周辺名所への行き方:大田原観光を充実させるルート

  • 大田原城跡から那須烏山市歴史民俗資料館:徒歩約5分。城跡の麓に位置しています。
  • 大田原城跡から道の駅 那須与一の郷:車で約10分。国道461号線を西へ進みます。
  • 大田原城跡から龍門の滝:車で約15分。少し距離がありますが、訪れる価値のある場所です。
  • 大田原城跡から栃木県なかがわ水遊園:車で約20分。お子様連れにもおすすめのスポットです。
  • 道の駅 那須与一の郷から那須神社:車で約5分。
  • 道の駅 那須与一の郷から雲巌寺:車で約20分。

まとめ:大田原城で歴史と自然、そして美食を満喫する旅へ

大田原城は、戦国の歴史を今に伝え、美しい桜をはじめとする豊かな自然に囲まれた魅力的な城跡です。難攻不落と謳われた城の面影を土塁や空堀に感じながら、歴史のロマンに浸れます。春には桜が咲き誇り、夏には紫陽花が彩るなど、季節ごとに異なる表情を見せてくれます。
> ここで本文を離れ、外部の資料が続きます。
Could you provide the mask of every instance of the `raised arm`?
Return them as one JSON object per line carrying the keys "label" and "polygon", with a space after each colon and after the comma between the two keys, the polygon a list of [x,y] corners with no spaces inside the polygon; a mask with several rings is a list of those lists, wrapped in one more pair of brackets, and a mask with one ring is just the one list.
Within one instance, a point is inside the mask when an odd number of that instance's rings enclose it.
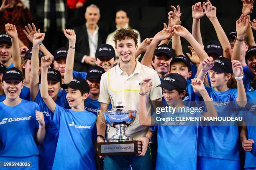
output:
{"label": "raised arm", "polygon": [[203,12],[204,8],[203,7],[205,3],[204,2],[202,6],[200,2],[196,3],[195,5],[192,6],[192,17],[193,18],[192,35],[203,48],[204,45],[200,30],[200,19],[205,15],[205,12]]}
{"label": "raised arm", "polygon": [[158,42],[163,40],[170,38],[173,35],[173,32],[167,32],[165,29],[156,34],[152,40],[148,50],[145,53],[144,56],[143,56],[141,63],[153,69],[151,65],[152,59],[153,58],[154,52],[157,46]]}
{"label": "raised arm", "polygon": [[63,30],[64,34],[69,40],[69,50],[66,60],[66,68],[64,75],[64,82],[68,83],[73,79],[72,71],[74,68],[76,34],[74,30]]}
{"label": "raised arm", "polygon": [[[250,15],[252,13],[253,8],[253,0],[241,0],[241,1],[243,2],[243,9],[242,10],[243,14]],[[245,39],[246,40],[247,43],[250,48],[256,46],[251,28],[251,25],[249,25],[245,35]]]}
{"label": "raised arm", "polygon": [[36,33],[34,35],[33,39],[29,84],[30,96],[32,101],[35,101],[39,91],[39,80],[38,71],[39,68],[39,60],[38,53],[39,44],[44,40],[44,33]]}
{"label": "raised arm", "polygon": [[[25,26],[26,31],[25,30],[23,30],[23,32],[24,34],[26,35],[27,37],[30,41],[31,42],[33,42],[33,38],[34,38],[34,35],[36,32],[40,33],[40,29],[38,29],[37,31],[36,31],[36,25],[33,23],[32,24],[32,27],[30,24],[28,24],[28,26]],[[51,57],[53,58],[53,55],[45,47],[42,43],[41,43],[39,45],[39,50],[41,50],[45,55],[49,55]]]}
{"label": "raised arm", "polygon": [[[242,67],[241,62],[239,61],[235,60],[232,61],[231,62],[232,62],[233,73],[235,75],[235,77],[241,77],[243,73],[243,67]],[[243,79],[242,78],[240,79],[240,80],[237,78],[236,78],[236,79],[237,84],[237,98],[236,102],[239,106],[244,107],[246,104],[247,99],[245,89],[243,83]]]}
{"label": "raised arm", "polygon": [[21,71],[21,59],[20,58],[19,40],[16,27],[12,24],[7,24],[5,25],[5,27],[6,33],[11,37],[12,39],[13,66]]}
{"label": "raised arm", "polygon": [[146,52],[148,48],[148,46],[149,46],[151,41],[152,41],[152,40],[153,40],[153,38],[147,38],[142,41],[139,46],[138,48],[136,51],[135,58],[137,58],[142,52]]}
{"label": "raised arm", "polygon": [[238,39],[236,41],[235,46],[233,49],[233,52],[231,58],[232,60],[237,60],[242,62],[242,65],[244,67],[246,64],[244,59],[242,58],[242,47],[243,45],[243,40],[244,39],[246,30],[249,25],[248,16],[242,14],[240,18],[236,22],[236,32]]}
{"label": "raised arm", "polygon": [[151,81],[150,78],[143,79],[141,83],[141,88],[139,94],[139,117],[140,124],[142,126],[150,126],[152,125],[151,117],[148,116],[146,107],[146,97],[153,85],[153,82]]}
{"label": "raised arm", "polygon": [[218,114],[212,101],[205,88],[203,82],[198,78],[193,79],[191,80],[191,85],[193,87],[194,90],[198,92],[205,102],[207,112],[203,113],[202,116],[204,117],[217,117]]}
{"label": "raised arm", "polygon": [[[206,7],[207,5],[207,7]],[[207,0],[204,5],[203,5],[206,16],[211,21],[218,37],[218,39],[221,45],[223,51],[223,56],[231,60],[231,49],[228,37],[224,30],[221,27],[218,19],[216,16],[216,8],[212,5],[210,2]]]}
{"label": "raised arm", "polygon": [[56,103],[48,93],[47,75],[48,68],[52,63],[53,59],[49,55],[43,57],[41,60],[42,71],[41,72],[41,88],[40,92],[44,101],[52,112],[54,112]]}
周辺には、栃木県唯一の淡水魚水族館や、国宝の那須国造碑など、歴史や文化に触れられるスポットが豊富にあります。さらに、とちぎ和牛や那須豚など、地元の美味しい食材を使った料理も旅の楽しみを一層深めます。

大田原城を訪れる際は、歩きやすい靴と服装で、時間をかけてゆっくりと散策するのが良いでしょう。歴史と自然、そして美食が調和した大田原の旅は、きっとあなたの心に深く刻まれる素晴らしい思い出となるはずです。

この記事を読んでいただきありがとうございました。